Spring Meeting of the “AK Demokratie” 2024
Conference Report: "Should we automate democracy (promotion) and its evaluation?" // House of the Leibniz Association, June 3–4, 2024
On June 3 and 4, 2024, the spring conference of the DeGEval Working Group on Democracy (AK Demokratie) took place in cooperation with the PrEval joint project – Future Workshops, Evaluation, and Quality Assurance in Extremism Prevention, Democracy Promotion, and Civic Education. Held at the House of the Leibniz Association in Berlin, the event brought together around 60 participants, including evaluators, researchers, civil society representatives, officials from federal ministries, and other interested parties, to discuss the role of artificial intelligence (AI) in evaluation. The central questions of the conference were whether AI can strengthen democracy (promotion) and how it can be used for its evaluation. Through keynotes and interactive formats, AI-based data collection methods, knowledge transfer approaches, political and ethical challenges, and data protection issues were explored. The aim was to identify new opportunities that AI may offer for evaluation and democracy (promotion), while also taking risks into account.

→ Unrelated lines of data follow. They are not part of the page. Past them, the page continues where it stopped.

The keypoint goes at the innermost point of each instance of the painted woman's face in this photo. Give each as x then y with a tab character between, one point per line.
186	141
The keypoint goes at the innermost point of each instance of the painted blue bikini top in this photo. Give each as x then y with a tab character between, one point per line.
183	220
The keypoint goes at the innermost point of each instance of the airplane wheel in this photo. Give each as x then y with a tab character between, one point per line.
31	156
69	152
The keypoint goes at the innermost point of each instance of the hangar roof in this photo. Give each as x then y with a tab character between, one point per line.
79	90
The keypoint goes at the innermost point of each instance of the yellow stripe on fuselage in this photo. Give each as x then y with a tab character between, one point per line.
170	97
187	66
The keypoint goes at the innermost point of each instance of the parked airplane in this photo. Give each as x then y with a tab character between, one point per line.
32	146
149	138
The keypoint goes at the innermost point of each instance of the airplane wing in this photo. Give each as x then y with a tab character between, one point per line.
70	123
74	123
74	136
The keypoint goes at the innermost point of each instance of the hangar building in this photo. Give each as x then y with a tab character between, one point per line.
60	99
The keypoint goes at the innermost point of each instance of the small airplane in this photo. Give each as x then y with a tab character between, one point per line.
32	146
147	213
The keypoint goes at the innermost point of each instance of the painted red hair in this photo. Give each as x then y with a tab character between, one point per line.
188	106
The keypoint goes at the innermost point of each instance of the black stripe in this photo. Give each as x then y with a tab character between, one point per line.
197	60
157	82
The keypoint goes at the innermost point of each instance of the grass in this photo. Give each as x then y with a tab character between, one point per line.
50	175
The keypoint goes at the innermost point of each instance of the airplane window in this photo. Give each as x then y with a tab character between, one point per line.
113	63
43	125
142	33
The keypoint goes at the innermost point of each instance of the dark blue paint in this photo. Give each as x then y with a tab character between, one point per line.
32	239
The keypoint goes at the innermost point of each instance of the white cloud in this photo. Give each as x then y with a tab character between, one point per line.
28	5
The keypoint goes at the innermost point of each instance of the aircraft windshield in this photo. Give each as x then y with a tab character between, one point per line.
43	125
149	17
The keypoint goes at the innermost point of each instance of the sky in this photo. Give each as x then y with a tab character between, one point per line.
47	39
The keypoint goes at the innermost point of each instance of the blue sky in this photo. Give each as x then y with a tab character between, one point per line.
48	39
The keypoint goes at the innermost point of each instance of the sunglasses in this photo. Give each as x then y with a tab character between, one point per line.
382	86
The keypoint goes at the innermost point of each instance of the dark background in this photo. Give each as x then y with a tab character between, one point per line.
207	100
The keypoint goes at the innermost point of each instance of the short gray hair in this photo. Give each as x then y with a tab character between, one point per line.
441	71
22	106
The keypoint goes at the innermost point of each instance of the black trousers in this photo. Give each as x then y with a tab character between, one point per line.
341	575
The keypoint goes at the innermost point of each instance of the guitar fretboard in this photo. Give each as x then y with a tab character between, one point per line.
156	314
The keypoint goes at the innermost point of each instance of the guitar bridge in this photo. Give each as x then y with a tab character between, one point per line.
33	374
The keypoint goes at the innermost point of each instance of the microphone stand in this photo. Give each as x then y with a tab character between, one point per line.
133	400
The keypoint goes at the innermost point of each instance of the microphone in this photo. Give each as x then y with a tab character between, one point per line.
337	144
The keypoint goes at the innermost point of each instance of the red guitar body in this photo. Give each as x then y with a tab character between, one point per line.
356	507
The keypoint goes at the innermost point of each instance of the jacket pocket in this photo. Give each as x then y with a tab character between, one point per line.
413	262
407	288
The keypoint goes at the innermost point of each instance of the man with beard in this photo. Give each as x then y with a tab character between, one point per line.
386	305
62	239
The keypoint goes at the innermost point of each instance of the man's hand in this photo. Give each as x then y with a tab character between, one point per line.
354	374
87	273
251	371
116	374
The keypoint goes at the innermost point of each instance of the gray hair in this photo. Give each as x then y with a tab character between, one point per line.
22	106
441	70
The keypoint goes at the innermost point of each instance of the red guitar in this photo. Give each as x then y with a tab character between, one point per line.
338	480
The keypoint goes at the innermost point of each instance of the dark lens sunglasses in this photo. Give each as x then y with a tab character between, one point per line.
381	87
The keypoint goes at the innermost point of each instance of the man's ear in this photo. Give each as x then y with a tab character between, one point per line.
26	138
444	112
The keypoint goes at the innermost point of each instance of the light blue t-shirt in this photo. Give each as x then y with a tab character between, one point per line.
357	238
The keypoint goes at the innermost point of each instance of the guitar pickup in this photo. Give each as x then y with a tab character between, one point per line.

After opening remarks by PD Dr. Rainer Strobl (proVal, on behalf of the AK Demokratie spokespersons) and Dr. J. Olaf Kleist (DeZIM Institute, on behalf of the PrEval Future Workshops), the conference began with a panel discussion on AI’s influence on democracy. Rainer Rehak (Weizenbaum Institute) outlined different types of AI and their logic of application—both cautioning against overestimating their capabilities and emphasizing the need for regulation. Dr. Katja Muñoz (German Council on Foreign Relations) critically examined the use of AI for disinformation and the potential manipulation of democratic elections and processes. Dr. Deborah Schnabel (Anne Frank Educational Center) highlighted new opportunities in civic education—for example, through bots or "holograms" instead of eyewitnesses—while also warning against the amplification of racism and antisemitism by anti-democratic actors. The Federal Ministry for Family Affairs, Senior Citizens, Women and Youth (BMFSFJ) pointed to the diverse potential applications of AI within the ministry, such as in research and democracy promotion, but also warned of privacy issues and the dangers of hallucinated outputs. The ensuing discussion concluded that AI will inevitably permeate administrative and educational sectors, but each use case must be critically evaluated—especially considering unforeseeable consequences. AI applications themselves must be evaluated, and AI literacy, like media literacy, must be taught and learned.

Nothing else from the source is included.